Non ho mai avuto l'amica del cuore. Tutt'al più ho avuto amiche occasionali di convenienza. Convenienza solidale, non economica, naturalmente.
Devo dire che non sono fatta per il gineceo e non riesco a legare con il genere femminile che troppo spesso percepisco frivolo nella conversazione e negli atteggiamenti. Purtuttavia riconosco che ci sono donne capaci, dotate di grande forza mentale e grande forza d'animo.
Io sono espansiva per natura e sincera (spesso anche troppo), e socializzo facilmente, ma non mi aspetto dagli altri altrettanta benevolenza. La vita mi ha insegnato a relazionarmi con accortezza e a non essere invadente; perciò volentieri prendo le persone quando e come vengono e le lascio senza rammarico quando se ne vanno.
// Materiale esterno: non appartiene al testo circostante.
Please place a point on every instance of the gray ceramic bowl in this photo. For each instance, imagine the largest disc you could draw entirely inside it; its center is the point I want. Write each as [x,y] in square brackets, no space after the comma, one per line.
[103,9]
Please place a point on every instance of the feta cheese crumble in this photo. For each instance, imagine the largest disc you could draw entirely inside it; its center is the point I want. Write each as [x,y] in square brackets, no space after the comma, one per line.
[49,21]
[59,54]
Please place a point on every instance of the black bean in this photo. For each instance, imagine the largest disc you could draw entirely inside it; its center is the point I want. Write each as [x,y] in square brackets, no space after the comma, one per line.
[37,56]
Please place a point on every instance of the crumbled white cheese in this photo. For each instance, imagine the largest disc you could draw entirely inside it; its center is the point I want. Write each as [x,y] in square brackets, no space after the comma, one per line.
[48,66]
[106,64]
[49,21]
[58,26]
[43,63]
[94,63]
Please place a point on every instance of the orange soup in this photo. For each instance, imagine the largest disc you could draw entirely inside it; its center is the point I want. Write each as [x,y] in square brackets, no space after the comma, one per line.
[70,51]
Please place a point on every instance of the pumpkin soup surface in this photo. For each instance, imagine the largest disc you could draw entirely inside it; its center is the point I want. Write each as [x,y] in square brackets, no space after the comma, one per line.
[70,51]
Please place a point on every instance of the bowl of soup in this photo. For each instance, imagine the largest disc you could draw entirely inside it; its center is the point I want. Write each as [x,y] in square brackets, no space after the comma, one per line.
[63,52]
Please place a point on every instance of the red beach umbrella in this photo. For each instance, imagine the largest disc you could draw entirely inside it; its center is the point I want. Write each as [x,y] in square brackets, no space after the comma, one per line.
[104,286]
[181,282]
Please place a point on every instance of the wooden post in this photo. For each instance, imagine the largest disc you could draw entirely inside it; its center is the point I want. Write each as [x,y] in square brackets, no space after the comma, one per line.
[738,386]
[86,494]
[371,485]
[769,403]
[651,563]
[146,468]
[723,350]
Non c'è alterigia o egoismo in questo mio modo "conveniente" di rapportarmi agli altri.
In gioventù non avevo pregiudizi ma nel tempo, e specialmente nell'ambiente di lavoro, mi sono trovata a dover fare i conti con i comportamenti insinceri ed opportunistici del mio prossimo ed ho maturato un atteggiamento mentale di cautela.
Provo qui a ripercorrere a grandi passi il mio trascorso lavorativo, cercando di spiegare perché non mi riesce di relazionarmi spassionatamente.
Non potevo accettare una tale discriminazione ed ho voluto misurarmi con il genere maschile sui lavori di concetto e sui rapporti con la clientela, riuscendovi benissimo peraltro. Tant'è che per più di trent'anni ho lavorato con bravura nel settore "impieghi", nell'assistenza creditizia alle imprese.
(che stress dover essere brava due volte per ottenere credito da parte di maschi arroccati su una atavica mentalità borbonica !!)
In banca, durante i lontani primi due anni sono stata praticamente unica donna, giovanissima, in mezzo ad una trentina di marpioni. C'erano sì persone qualificate e stimabili, ma i più erano uomini di poca levatura: c'erano squallidi, fannulloni, leccaculo, sboccati e puttanieri. C'era chi andava fuori misura con la lingua e con le mani, ma io mi difendevo benissimo. Avevo adottato il principio secondo cui "la miglior difesa è l'attacco" e mi riusciva di spiazzare i maldestri provocatori con la tecnica del rilancio. In questo "gioco" avevo dalla mia parte un collega gay, intelligente e schietto, a cui raccontavo avventure e disavventure.
Via via sono arrivate altre donne (ben poche con la "D" maiuscola) .... e sono incominciate tresche, maldicenze, ostentazioni, rivalità, dispetti .... e l'aria è divenuta pesante.
Ho respirato quell'aria inquinata per tanti anni e qualche pugnalata alle spalle l'ho ricevuta. Ero invidiata (dalle donne soprattutto) per la considerazione di cui godevo, e forse anche per la mia femminilità.
Se non si ha spirito di adattamento e nervi saldi, anche negli ambienti amministrativi ci si può ammalare. Buona regola è fare bella faccia a cattivo gioco e tenere le distanze dalle vicende altrui; essere più arbitri che giocatori e concepire i rapporti interpersonali in modo convenzionale.